Photos : Area printemps-été 2021.
Si la haute couture véhicule néanmoins encore l’image élitiste de salons feutrés, avec ses clientes fortunées en recherche de pièces sur-mesure, c’est pourtant « avant tout un geste artistique ». C’est aussi l’avis d’Andrea Brocca, la vingtaine, diplômé de la Central Saint Martins, réputé pour ses robes de bal à crinoline et manches ballon, qui se refuse à voir dans la couture un univers prétentieux uniquement parisien mais plutôt un acte libre de création mettant en valeur des savoir-faire d’exception. Peu importe qu’ils soient réalisés au Sri Lanka ou au Moyen-Orient d’ailleurs : le créateur rejette l’aspect statutaire et les visions eurocentriques de la haute couture.

Photos, de gauche à droite : Johannes Warnke collection de fin d’études au sein de la Central Saint Martins présentée en 2020, Arturo Obegero automne 2021.
L’espagnol Arturo Obegero, diplômé lui aussi de la Central Saint Martins et inspiré aussi bien par Cristóbal Balenciaga que le flamenco, utilise des surstocks de tissus récupérés auprès des marques de luxe. Ses pièces en éditions limitées se rapprochent de manière assumée d’un esprit haute couture. Début janvier, il a dévoilé sa collection baptisée « Puro Theatro » tout en nœuds de velours. « Apporter du rêve pour surmonter la sombre réalité des inégalités, l’incertitude politique et économique est le message de cette collection, souligne-t-il. Malheureusement, la couture n’est pas accessible à tou·te·s – mais l’idée de « fantasy » et d’imaginaire si. Quand j’étais ado, dans ma petite ville en Espagne, j’attendais impatiemment les défilés d’Alexander McQueen et, même si je ne pouvais pas acheter les pièces, ça me procurait des émotions, ça m’émerveillait ! C’est aussi la responsabilité de la mode d’inspirer.
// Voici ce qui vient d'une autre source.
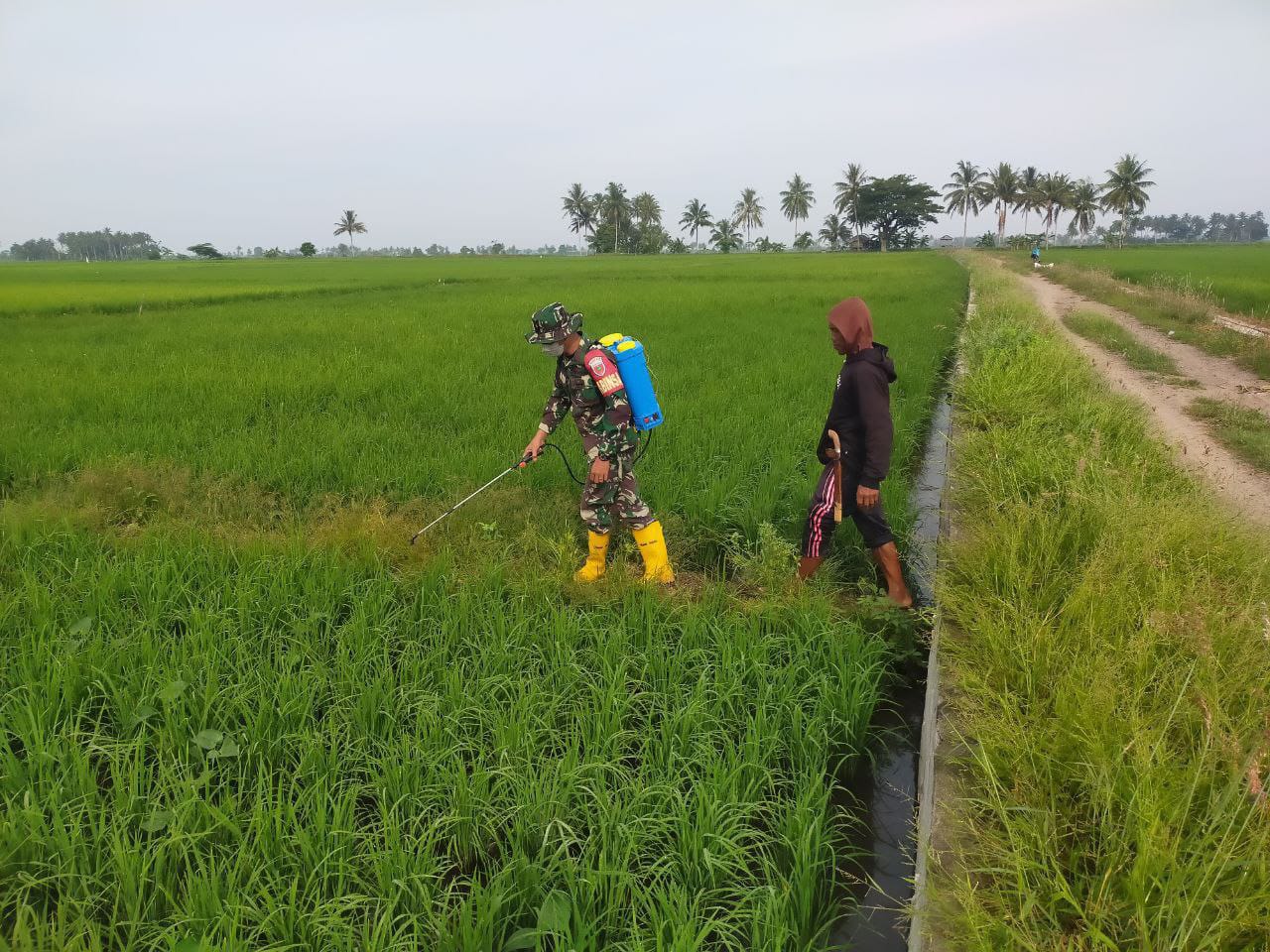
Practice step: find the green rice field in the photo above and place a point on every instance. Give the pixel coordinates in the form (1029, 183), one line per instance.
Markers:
(1237, 277)
(239, 712)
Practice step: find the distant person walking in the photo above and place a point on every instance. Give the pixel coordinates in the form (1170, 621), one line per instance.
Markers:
(860, 424)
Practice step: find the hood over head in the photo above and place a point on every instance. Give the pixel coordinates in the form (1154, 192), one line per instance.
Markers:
(852, 321)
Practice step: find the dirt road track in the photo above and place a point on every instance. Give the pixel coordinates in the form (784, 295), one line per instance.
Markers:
(1243, 488)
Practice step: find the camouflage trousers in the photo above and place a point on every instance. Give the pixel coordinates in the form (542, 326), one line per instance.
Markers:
(617, 495)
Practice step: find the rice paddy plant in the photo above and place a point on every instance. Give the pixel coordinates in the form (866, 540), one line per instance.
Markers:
(423, 393)
(298, 751)
(230, 720)
(1106, 665)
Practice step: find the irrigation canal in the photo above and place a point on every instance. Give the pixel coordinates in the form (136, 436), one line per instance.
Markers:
(884, 791)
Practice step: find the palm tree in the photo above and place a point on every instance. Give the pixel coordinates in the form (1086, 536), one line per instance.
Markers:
(1002, 190)
(834, 231)
(695, 217)
(748, 212)
(647, 209)
(348, 225)
(579, 209)
(615, 206)
(1055, 193)
(1028, 198)
(847, 191)
(965, 191)
(1125, 189)
(724, 235)
(1084, 206)
(797, 200)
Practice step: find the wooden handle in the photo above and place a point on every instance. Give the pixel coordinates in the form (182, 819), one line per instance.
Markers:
(837, 477)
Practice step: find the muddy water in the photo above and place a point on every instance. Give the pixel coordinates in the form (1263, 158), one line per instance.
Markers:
(883, 792)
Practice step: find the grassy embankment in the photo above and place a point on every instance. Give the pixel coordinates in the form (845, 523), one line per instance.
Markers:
(1171, 298)
(234, 714)
(1109, 667)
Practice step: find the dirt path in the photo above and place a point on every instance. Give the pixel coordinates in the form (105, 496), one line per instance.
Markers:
(1246, 489)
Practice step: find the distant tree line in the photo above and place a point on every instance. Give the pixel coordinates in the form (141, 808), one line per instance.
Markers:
(1003, 189)
(1238, 226)
(894, 208)
(103, 245)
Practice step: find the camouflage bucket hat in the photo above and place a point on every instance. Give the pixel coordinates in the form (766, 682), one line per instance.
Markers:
(553, 324)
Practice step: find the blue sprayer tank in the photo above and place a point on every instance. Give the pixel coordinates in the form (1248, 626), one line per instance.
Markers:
(631, 365)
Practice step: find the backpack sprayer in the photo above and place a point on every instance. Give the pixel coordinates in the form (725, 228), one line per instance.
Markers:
(645, 414)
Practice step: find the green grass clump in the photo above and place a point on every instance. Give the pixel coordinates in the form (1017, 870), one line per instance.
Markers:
(1243, 430)
(1107, 667)
(1115, 339)
(298, 751)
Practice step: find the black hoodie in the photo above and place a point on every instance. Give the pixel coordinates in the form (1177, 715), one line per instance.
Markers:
(860, 416)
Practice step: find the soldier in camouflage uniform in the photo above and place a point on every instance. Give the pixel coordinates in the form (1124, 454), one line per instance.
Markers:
(587, 385)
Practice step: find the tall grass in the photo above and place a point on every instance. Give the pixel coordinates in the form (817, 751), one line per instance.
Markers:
(1109, 666)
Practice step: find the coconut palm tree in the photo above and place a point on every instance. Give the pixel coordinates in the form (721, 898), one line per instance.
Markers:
(695, 217)
(615, 206)
(834, 232)
(1084, 206)
(647, 209)
(1002, 190)
(748, 213)
(348, 225)
(847, 191)
(579, 209)
(797, 200)
(1055, 193)
(1028, 198)
(965, 193)
(1125, 189)
(724, 236)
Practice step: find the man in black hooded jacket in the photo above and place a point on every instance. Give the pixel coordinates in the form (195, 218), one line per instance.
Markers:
(860, 416)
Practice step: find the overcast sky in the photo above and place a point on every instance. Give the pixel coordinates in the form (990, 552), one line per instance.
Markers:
(255, 123)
Mais ça ne suffit pas de créer de jolies pièces, derrière il faut un point de vue, une âme, une narration. »

Photo : Germanier printemps-été 2020.
Kévin Germanier s’épanouit lui aussi dans la création de pièces à effet « waoh ». « En couture on crée le rêve, on se moque de la praticité, c’est hyper stimulant. Au contraire plus les formes sont contraignantes ou ridicules, plus ça fait rêver. On est en plein covid, les gens ont besoin d’être stimulé·e·s », détaille le créateur, qui a lancé sa chaîne Youtube pour montrer les coulisses de ses créations. « Qui a cousu quoi, qui a brodé quoi ? Tout est soi-disant éthique aujourd’hui mais c’est du blabla ; moi je veux donner les preuves à mes clientes que mes créations sont « sustainable », lui montrer comment elles ont été créées », poursuit-il. En Suisse, ses douze tantes créent d’extraordinaires pièces tricotées à la main. « Je crois qu’aujourd’hui le luxe est une question de transparence. C’est peut-être l’une des raisons pour lesquelles on revient à la haute couture, même si je n’ai pas la prétention de dire que j’en fais. Mais on sait d’où ça vient, on connaît le créateur derrière », ajoute-t-il.

 

« Parmi cette génération, il y a des personnalités très talentueuses qui ont encore cette capacité de nous faire rêver, tout en étant très engagées et très réalistes. C’est fondamentalement aussi le rôle de la mode. Chez ces jeunes profils, il y a de la poésie mais pas de naïveté », conclut Serge Carreira. Ironie du sort, c’est la génération qui voit ses espérances refroidies par la pandémie et l’urgence climatique qui nous incite à rêver.